Religion has to do with things like certain practices called sacramental, associated with the divine, with absolutes in morality, with credal belief in revelation, with prayer. It also gives us a picture of human life though not a picture to be contemplated in an art gallery. The central Christian image derived from the Old Testament, is walking in a way. That is how Christians prove the existence of God. “If ye love me keep my commandments”. I do not go as far as Wittgenstein that it makes no difference whether the crucifixion actually happened. What concerns religion is the attitude of the soul to the event, and the consequences for living.

Ian Robinson ibid

Conversion, repentance, a changed life, may have physical effects but strictly the measurement of such is not something science can yield; only a sense, within and perhaps in community, of a changed life. Curiously Mill as he describes in his Autobiography goes through a kind of conversion from the kind of desiccated education he has been subject to as a child by reading Wordsworth’s poetry -but this does not leads him to prioritise the inner life in his philosophy.
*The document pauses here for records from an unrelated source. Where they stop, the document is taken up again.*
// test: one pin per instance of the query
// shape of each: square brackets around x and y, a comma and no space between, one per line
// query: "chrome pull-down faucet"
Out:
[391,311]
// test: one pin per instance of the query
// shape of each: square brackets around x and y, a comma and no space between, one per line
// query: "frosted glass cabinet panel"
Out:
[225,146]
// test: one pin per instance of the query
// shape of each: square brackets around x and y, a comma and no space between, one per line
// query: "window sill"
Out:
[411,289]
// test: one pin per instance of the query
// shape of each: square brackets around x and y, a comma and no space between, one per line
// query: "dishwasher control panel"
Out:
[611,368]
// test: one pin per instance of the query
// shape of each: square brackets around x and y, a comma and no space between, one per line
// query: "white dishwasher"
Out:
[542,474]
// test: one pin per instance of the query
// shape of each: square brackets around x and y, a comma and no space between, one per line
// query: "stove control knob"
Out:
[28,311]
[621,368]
Nor does he ask in what way Science proves the existence of poetry-though clearly, for him, poetry creates a “momentous” change.

So the young father was as deluded in his idea as he would have been in denying his children the practice of reading poetry, until they were of an age when such a choice could be made rationally. And while natural theology may make interesting reading religion is closer to poetry than it is to science.